$(xI-A)^{-1}=Adj(xI-A)/p(x)$ where $p(x)$ is the (known) characteristic polynomial of $A$. On the other hand, $Adj(sI-A)=\Delta p(s,A)$ where $\Delta p(s,t)=\dfrac{p(s)-p(t)}{s-t}$ (a symmetric polynomial).
For example, let $n=3,p(x)=x^3-2x^2-3x+2$; then
$\Delta p(s,t)=\dfrac{s^3-t^3-2s^2+2t^2-3s+3t}{s-t}=s^2+st+t^2-2s-2t-3$.
Finally $Adj(xI-A)=(x^2-2x-3)I+(x-2)A+A^2$.
EDIT. The resolvent is essentially used to calculate $f(A)$ when $f$ is an holomorphic function.
Here $(xI-A)^{-1}=\sum_j a_j(x)/p(x) A^j$ where $a_j$ is a polynomial.
Then $f(A)=1/2i\pi\sum_j (\int_{\gamma} f(x)a_j(x)/p(x)dx) A^j$ where $\gamma$ is a ad hoc curve.
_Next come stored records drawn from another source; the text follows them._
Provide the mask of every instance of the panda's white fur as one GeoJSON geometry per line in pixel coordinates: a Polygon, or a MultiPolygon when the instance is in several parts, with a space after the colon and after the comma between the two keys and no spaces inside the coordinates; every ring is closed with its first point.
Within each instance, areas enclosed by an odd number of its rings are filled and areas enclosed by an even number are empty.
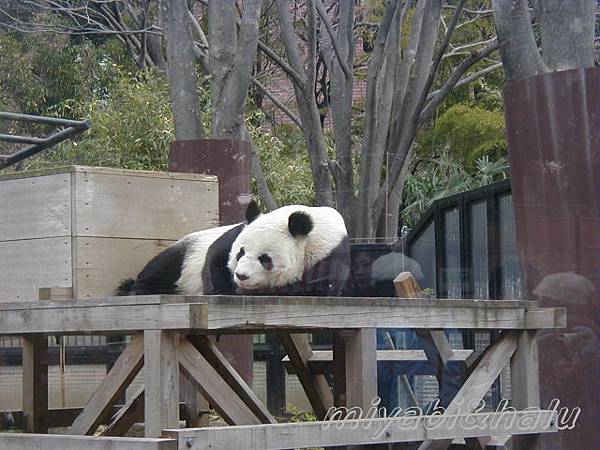
{"type": "Polygon", "coordinates": [[[234,241],[228,267],[235,284],[244,290],[281,287],[299,281],[304,272],[326,258],[347,238],[342,216],[333,208],[290,205],[256,218],[234,241]],[[289,218],[301,212],[310,217],[312,229],[292,236],[289,218]],[[241,249],[244,254],[237,259],[241,249]],[[259,257],[267,254],[273,268],[266,270],[259,257]],[[238,274],[248,277],[241,280],[238,274]]]}
{"type": "Polygon", "coordinates": [[[226,225],[209,230],[197,231],[188,234],[183,238],[188,245],[186,258],[181,267],[181,276],[175,283],[180,292],[188,294],[203,294],[204,284],[201,276],[204,266],[206,265],[206,254],[208,248],[225,232],[238,226],[226,225]]]}

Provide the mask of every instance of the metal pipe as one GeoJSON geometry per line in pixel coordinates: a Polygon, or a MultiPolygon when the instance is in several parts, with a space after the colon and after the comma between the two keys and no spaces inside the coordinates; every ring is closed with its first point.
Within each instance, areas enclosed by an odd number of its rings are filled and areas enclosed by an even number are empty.
{"type": "Polygon", "coordinates": [[[19,114],[12,112],[1,112],[0,119],[3,120],[16,120],[24,122],[35,122],[45,123],[48,125],[59,125],[63,127],[73,127],[78,129],[87,130],[92,126],[90,120],[71,120],[71,119],[60,119],[57,117],[43,117],[43,116],[32,116],[30,114],[19,114]]]}
{"type": "Polygon", "coordinates": [[[43,144],[46,142],[46,139],[31,136],[15,136],[14,134],[0,134],[0,141],[17,144],[43,144]]]}
{"type": "MultiPolygon", "coordinates": [[[[89,125],[91,125],[91,122],[89,120],[86,120],[85,122],[87,122],[89,125]]],[[[89,128],[89,126],[87,128],[89,128]]],[[[59,142],[64,141],[65,139],[75,136],[75,135],[81,133],[81,131],[83,131],[83,130],[77,129],[74,127],[65,128],[64,130],[61,130],[58,133],[55,133],[52,136],[47,137],[46,139],[44,139],[44,142],[41,144],[33,144],[33,145],[30,145],[29,147],[25,147],[24,149],[19,150],[16,153],[13,153],[12,155],[6,155],[5,158],[0,160],[0,170],[6,168],[8,166],[11,166],[13,164],[16,164],[19,161],[24,160],[25,158],[29,158],[30,156],[37,155],[42,150],[45,150],[48,147],[52,147],[53,145],[56,145],[59,142]]]]}

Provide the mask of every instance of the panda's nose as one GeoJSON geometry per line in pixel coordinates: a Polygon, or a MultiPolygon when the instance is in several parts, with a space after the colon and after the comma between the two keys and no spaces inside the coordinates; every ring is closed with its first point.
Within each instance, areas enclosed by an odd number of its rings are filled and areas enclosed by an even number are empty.
{"type": "Polygon", "coordinates": [[[238,277],[238,280],[240,281],[246,281],[248,278],[250,278],[248,275],[244,275],[243,273],[235,273],[235,276],[238,277]]]}

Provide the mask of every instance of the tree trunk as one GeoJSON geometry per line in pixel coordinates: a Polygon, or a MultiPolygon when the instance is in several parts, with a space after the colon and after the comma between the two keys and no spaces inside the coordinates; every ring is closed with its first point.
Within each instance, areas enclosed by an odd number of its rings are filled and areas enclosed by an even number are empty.
{"type": "Polygon", "coordinates": [[[543,59],[550,69],[594,67],[596,0],[540,2],[543,59]]]}
{"type": "Polygon", "coordinates": [[[504,72],[509,81],[546,72],[548,69],[533,35],[527,0],[492,0],[492,5],[504,72]]]}
{"type": "Polygon", "coordinates": [[[198,75],[186,0],[161,0],[167,40],[167,73],[171,89],[175,137],[203,139],[198,114],[198,75]]]}
{"type": "Polygon", "coordinates": [[[244,105],[256,57],[261,7],[262,0],[244,2],[238,33],[235,0],[208,3],[214,138],[243,137],[244,105]]]}
{"type": "MultiPolygon", "coordinates": [[[[316,0],[319,8],[321,0],[316,0]]],[[[346,220],[350,235],[354,235],[354,168],[352,167],[352,100],[354,76],[352,64],[354,60],[354,2],[341,2],[337,34],[333,34],[329,26],[324,8],[322,22],[326,23],[332,35],[327,44],[327,55],[324,58],[331,73],[331,118],[335,138],[336,159],[332,172],[335,180],[337,209],[346,220]],[[327,21],[327,22],[326,22],[327,21]]]]}

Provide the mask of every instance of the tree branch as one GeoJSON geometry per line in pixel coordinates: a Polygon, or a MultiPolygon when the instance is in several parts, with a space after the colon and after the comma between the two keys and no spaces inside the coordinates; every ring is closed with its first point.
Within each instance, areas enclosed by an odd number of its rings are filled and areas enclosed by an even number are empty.
{"type": "Polygon", "coordinates": [[[286,116],[288,116],[292,120],[292,122],[294,122],[296,125],[298,125],[300,130],[303,129],[302,121],[300,120],[300,118],[298,116],[296,116],[296,114],[294,114],[291,109],[289,109],[281,101],[279,101],[279,99],[277,97],[275,97],[275,95],[271,91],[269,91],[264,84],[262,84],[256,78],[252,78],[252,83],[254,83],[254,85],[257,88],[259,88],[267,96],[267,98],[269,98],[273,102],[273,104],[275,106],[277,106],[281,111],[283,111],[283,113],[286,116]]]}
{"type": "Polygon", "coordinates": [[[349,79],[352,76],[352,73],[350,72],[350,68],[346,63],[346,60],[342,57],[340,53],[340,46],[337,42],[337,37],[333,32],[333,28],[331,27],[331,23],[329,22],[329,17],[327,17],[327,11],[325,11],[325,8],[323,7],[323,2],[321,0],[311,0],[311,2],[315,3],[317,13],[321,18],[321,22],[323,23],[323,25],[325,25],[325,29],[327,30],[327,34],[329,35],[329,39],[331,39],[333,51],[335,53],[335,56],[337,57],[340,67],[342,68],[342,71],[344,72],[344,76],[347,79],[349,79]]]}
{"type": "MultiPolygon", "coordinates": [[[[294,31],[294,25],[292,24],[292,19],[290,17],[289,4],[286,0],[276,0],[276,4],[277,14],[279,16],[279,28],[281,39],[283,41],[285,53],[287,55],[292,72],[295,74],[294,76],[292,76],[292,80],[298,86],[305,89],[307,80],[304,75],[300,75],[303,72],[303,65],[302,60],[300,59],[300,50],[298,49],[296,32],[294,31]]],[[[267,56],[269,55],[267,54],[267,56]]]]}
{"type": "MultiPolygon", "coordinates": [[[[493,64],[493,65],[491,65],[491,66],[488,66],[488,67],[486,67],[485,69],[481,69],[481,70],[479,70],[479,71],[477,71],[477,72],[474,72],[474,73],[472,73],[471,75],[469,75],[469,76],[467,76],[467,77],[465,77],[465,78],[462,78],[462,79],[461,79],[461,80],[460,80],[458,83],[456,83],[456,84],[454,85],[454,87],[453,87],[452,89],[456,89],[456,88],[459,88],[459,87],[461,87],[461,86],[464,86],[464,85],[466,85],[466,84],[469,84],[469,83],[471,83],[472,81],[475,81],[476,79],[478,79],[478,78],[481,78],[481,77],[483,77],[483,76],[487,75],[488,73],[492,73],[492,72],[494,72],[495,70],[498,70],[498,69],[501,69],[501,68],[502,68],[502,63],[501,63],[501,62],[500,62],[500,63],[493,64]]],[[[438,89],[437,91],[433,91],[433,92],[431,92],[431,93],[430,93],[430,94],[427,96],[427,100],[428,100],[428,101],[429,101],[429,100],[432,100],[432,99],[433,99],[435,96],[437,96],[439,93],[440,93],[440,90],[439,90],[439,89],[438,89]]]]}
{"type": "Polygon", "coordinates": [[[437,94],[432,98],[427,107],[423,109],[419,118],[419,125],[421,125],[424,121],[426,121],[431,114],[437,109],[437,107],[442,103],[444,98],[448,95],[448,93],[456,86],[459,82],[463,74],[471,67],[473,64],[478,63],[483,58],[488,56],[490,53],[498,50],[500,44],[498,41],[494,42],[491,45],[488,45],[485,48],[482,48],[479,51],[474,51],[471,53],[471,56],[464,59],[458,66],[454,68],[452,74],[446,82],[442,85],[442,87],[437,91],[437,94]]]}

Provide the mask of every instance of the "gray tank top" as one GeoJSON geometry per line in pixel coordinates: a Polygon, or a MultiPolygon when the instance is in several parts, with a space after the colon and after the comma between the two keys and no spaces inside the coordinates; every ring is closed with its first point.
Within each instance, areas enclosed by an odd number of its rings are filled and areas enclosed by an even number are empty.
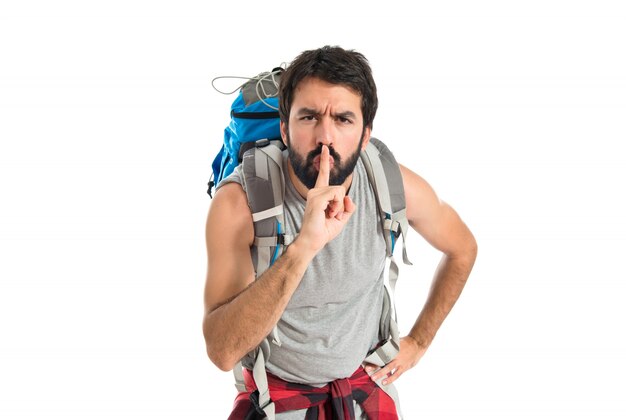
{"type": "MultiPolygon", "coordinates": [[[[283,167],[286,174],[286,152],[283,167]]],[[[285,180],[285,233],[296,236],[306,201],[285,180]]],[[[228,182],[242,184],[241,167],[220,186],[228,182]]],[[[289,382],[323,386],[349,377],[381,338],[385,241],[360,160],[349,196],[356,213],[309,265],[278,322],[282,345],[271,343],[267,370],[289,382]]]]}

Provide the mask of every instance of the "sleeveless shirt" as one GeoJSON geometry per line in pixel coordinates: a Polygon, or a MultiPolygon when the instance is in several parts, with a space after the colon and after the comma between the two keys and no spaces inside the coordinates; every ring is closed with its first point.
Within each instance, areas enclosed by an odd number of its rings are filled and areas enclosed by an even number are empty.
{"type": "MultiPolygon", "coordinates": [[[[306,200],[285,172],[285,233],[297,236],[306,200]]],[[[243,185],[241,166],[220,186],[243,185]]],[[[385,240],[375,193],[359,159],[348,195],[356,204],[341,233],[310,263],[277,327],[266,368],[288,382],[323,386],[349,377],[380,341],[385,240]]],[[[254,251],[254,250],[253,250],[254,251]]],[[[244,360],[244,365],[248,365],[244,360]]]]}

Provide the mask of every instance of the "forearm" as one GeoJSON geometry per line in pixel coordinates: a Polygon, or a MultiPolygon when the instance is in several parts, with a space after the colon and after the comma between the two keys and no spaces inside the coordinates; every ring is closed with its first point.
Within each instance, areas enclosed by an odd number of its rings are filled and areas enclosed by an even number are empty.
{"type": "Polygon", "coordinates": [[[294,243],[248,288],[218,307],[209,308],[204,317],[204,337],[207,353],[220,369],[232,369],[270,333],[308,263],[294,243]]]}
{"type": "Polygon", "coordinates": [[[409,334],[420,347],[430,346],[439,327],[461,295],[475,259],[475,244],[462,256],[442,257],[426,303],[409,334]]]}

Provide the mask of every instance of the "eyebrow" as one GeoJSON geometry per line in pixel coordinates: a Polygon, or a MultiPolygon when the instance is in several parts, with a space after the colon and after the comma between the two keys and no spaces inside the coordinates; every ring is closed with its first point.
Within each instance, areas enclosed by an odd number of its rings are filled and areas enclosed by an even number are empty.
{"type": "MultiPolygon", "coordinates": [[[[313,108],[307,108],[307,107],[303,107],[298,109],[298,112],[296,112],[296,115],[319,115],[319,111],[313,109],[313,108]]],[[[335,118],[352,118],[352,119],[356,119],[356,114],[352,111],[344,111],[344,112],[338,112],[336,114],[331,114],[333,117],[335,118]]]]}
Consequently, we must only calculate $n$ numerical integrals.
In particular, when $\lambda_1,\cdots,\lambda_n$, the roots of $p$, are simple:
$f(A)=\sum_j(\sum_k f(\lambda_k)a_j(\lambda_k)/p'(\lambda_k)) A^j$.
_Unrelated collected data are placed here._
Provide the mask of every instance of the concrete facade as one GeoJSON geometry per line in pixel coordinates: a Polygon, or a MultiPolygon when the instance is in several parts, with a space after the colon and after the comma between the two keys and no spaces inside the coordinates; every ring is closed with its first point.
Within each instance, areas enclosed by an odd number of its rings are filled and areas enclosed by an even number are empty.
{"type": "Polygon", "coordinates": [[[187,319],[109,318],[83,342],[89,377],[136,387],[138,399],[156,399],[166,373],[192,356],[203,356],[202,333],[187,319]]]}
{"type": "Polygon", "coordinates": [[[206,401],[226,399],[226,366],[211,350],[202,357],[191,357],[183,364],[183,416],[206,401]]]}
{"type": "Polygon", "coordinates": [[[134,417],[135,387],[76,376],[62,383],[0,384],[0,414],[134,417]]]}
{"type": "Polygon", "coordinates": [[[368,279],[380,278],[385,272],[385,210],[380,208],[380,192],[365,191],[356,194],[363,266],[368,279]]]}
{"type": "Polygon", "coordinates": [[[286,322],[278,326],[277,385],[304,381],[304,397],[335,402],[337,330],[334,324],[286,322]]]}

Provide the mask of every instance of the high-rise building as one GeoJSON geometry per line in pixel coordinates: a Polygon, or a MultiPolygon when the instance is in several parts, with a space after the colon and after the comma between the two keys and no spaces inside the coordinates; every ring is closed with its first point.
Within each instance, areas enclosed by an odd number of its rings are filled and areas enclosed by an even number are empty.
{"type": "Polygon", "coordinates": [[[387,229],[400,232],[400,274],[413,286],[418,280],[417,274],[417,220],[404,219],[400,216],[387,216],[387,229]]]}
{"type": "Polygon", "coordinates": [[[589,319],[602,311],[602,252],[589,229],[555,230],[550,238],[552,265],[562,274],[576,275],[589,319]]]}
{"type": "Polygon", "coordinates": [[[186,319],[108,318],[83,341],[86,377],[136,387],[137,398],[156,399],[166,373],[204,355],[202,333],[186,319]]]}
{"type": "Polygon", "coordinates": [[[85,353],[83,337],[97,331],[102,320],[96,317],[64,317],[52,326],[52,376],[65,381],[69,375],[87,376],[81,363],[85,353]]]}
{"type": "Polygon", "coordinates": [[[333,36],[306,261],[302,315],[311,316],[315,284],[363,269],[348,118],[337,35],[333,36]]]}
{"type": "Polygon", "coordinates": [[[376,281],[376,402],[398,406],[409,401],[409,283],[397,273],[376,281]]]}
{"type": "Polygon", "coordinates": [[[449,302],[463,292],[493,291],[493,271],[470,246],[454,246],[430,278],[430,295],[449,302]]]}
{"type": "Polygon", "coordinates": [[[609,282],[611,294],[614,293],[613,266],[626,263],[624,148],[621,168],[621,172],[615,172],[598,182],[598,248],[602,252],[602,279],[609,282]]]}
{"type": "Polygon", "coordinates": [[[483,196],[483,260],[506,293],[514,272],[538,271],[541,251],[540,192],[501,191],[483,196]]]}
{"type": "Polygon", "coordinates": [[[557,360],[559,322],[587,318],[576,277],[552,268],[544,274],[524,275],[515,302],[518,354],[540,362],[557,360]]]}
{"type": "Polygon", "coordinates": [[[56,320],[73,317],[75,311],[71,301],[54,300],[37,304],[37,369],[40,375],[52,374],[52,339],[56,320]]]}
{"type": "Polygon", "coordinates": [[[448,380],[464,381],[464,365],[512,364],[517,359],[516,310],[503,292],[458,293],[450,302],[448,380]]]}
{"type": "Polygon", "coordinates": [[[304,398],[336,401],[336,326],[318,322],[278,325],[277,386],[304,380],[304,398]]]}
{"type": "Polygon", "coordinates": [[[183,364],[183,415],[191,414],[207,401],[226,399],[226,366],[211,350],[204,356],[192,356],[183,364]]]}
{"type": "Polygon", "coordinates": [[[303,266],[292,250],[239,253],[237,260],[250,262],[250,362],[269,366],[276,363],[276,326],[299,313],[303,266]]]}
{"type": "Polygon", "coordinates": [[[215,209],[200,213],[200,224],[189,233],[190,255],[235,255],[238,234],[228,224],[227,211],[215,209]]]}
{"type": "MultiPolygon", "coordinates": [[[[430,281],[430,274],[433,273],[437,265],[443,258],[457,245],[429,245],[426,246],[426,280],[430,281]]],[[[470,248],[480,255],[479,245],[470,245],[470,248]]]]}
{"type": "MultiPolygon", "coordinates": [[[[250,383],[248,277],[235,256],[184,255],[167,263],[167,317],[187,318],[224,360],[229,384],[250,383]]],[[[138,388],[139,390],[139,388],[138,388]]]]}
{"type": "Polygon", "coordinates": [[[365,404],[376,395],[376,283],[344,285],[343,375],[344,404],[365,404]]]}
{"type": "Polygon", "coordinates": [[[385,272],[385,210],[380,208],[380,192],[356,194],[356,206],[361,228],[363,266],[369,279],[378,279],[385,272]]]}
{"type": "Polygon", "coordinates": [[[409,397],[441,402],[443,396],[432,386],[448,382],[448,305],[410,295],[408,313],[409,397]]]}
Anyway, the complexity of the calculation is that of the computation of the $(A^j)_j$, that is here $\sim n^4/6$ (of course, if the calculation of the Jordan form of $A$ is stable, then we can do the job with complexity about $30 n³$).